Disturbia. Only Betch In The World. Umbrella. SOS. Who's That Chick. Please Don't Stop the Music. So Hard. Run This Town. Cheers. What's My Name? (Rihanna, fucking duh). Rude Boy. Breaking Dishes. (anyone?)

fatal attraction

If you're a true betch, most of these songs were “omg my favoriteeee song” at some point. This is especially true for her new #58 house collaboration with Calvin Harris 'We Found Love,' a song that inspires betches everywhere to drop everything they were just doing (peeing, texting furiously in a corner, vomming) to run to the dance floor and scream at the top of their lungs to their besties OMGAAAHH THIS IS OUR JAM. For this reason, this week's betch of the week is none other than Rihanna.

Rihanna's amazing because she's only 23 but might be the biggest betch in the music industry. Along with her unreal songs, some of her betchy achievements include: Esquire naming her the sexiest woman alive this month, having a holiday named “Rihanna Day” in Barbados to celebrate her (though we have one too, it's called #26 Spring Break), and since she's flawlessly gorg she looks great no matter how insane her hair looks.
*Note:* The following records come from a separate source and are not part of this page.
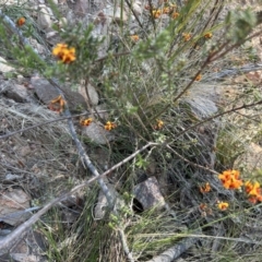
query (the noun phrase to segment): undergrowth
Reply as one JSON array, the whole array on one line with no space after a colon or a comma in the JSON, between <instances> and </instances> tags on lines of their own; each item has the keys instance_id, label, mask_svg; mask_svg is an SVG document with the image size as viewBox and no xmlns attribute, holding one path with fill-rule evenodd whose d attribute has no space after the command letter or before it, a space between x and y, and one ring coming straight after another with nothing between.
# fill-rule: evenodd
<instances>
[{"instance_id":1,"label":"undergrowth","mask_svg":"<svg viewBox=\"0 0 262 262\"><path fill-rule=\"evenodd\" d=\"M120 3L121 12L131 19L132 3ZM240 169L235 162L247 144L260 140L261 127L255 123L260 116L253 112L261 107L243 106L242 111L235 108L255 104L261 96L249 82L231 99L225 97L218 81L212 86L206 84L214 71L234 63L228 55L238 53L248 37L254 36L257 17L249 9L221 16L224 4L189 0L182 5L163 1L156 7L148 1L141 15L132 16L138 24L135 34L130 34L127 24L120 21L111 24L108 35L100 38L93 35L95 20L88 26L69 23L61 29L53 25L60 41L45 45L48 55L44 58L21 43L17 35L10 38L1 21L1 56L21 74L37 72L60 83L84 83L86 90L90 83L96 86L100 104L106 105L107 118L95 115L96 119L82 123L99 121L116 135L106 145L83 140L91 158L97 148L106 152L106 165L95 156L92 159L99 170L120 163L147 142L157 143L109 176L122 201L118 215L105 207L105 216L95 219L98 189L87 188L74 219L67 221L67 209L53 207L38 222L49 261L126 261L120 230L134 261L150 261L184 239L198 239L181 254L186 261L258 260L261 239L255 240L257 236L252 241L242 239L242 231L243 228L252 231L261 224L260 187L252 177L255 174L247 176L243 165L241 171L246 170L246 175L241 177L235 170ZM14 21L20 16L27 19L31 12L23 5L3 5L2 11ZM59 20L59 10L53 13ZM44 44L31 16L20 29L24 36ZM108 39L106 56L99 57L99 48ZM248 49L245 59L257 58ZM219 94L214 85L221 86ZM61 114L67 107L61 97L53 97L51 103L59 103ZM91 109L91 102L87 104ZM252 118L246 116L248 110ZM250 132L243 132L248 124ZM254 127L257 131L252 132ZM55 140L59 144L59 139ZM79 176L86 179L84 175ZM258 182L260 175L257 171ZM157 205L135 209L134 188L150 177L158 180L172 212ZM251 193L253 190L255 193ZM57 191L48 191L49 196Z\"/></svg>"}]
</instances>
And she wears outrageous outfits but she doesn't even have to hide her face and body like jealous fugly betch, Lady Gaga.

On top of also having her own company that she probs doesn't do any #36 work for, she also has a shrine to her fav musical influence stoner betch Bob Marley in her house. And like any #24 insensitive betch who wants to seem down to earth, Rihanna is a Cartier Love Bracelet Charity Ambassador. Obvs she's part of the betchiest charity possible.

Only Rihanna could get away with getting the shit beaten out of her and then writing a song about how much she loves to get the shit beaten out of her. Betch is so ironic.

We also love her profound lyrics like “got my Raybans on and I'm feeling hella cool tonight, yeah.” Samsies, Ri Ri.

So betches, in honor of Rihanna's latest album Talk That Talk, do what the betch says and #1 talk that talk. In her own words, “got my middle finger up – I don't really give a fuck.” Betch may be bad but she's perfectly good at it.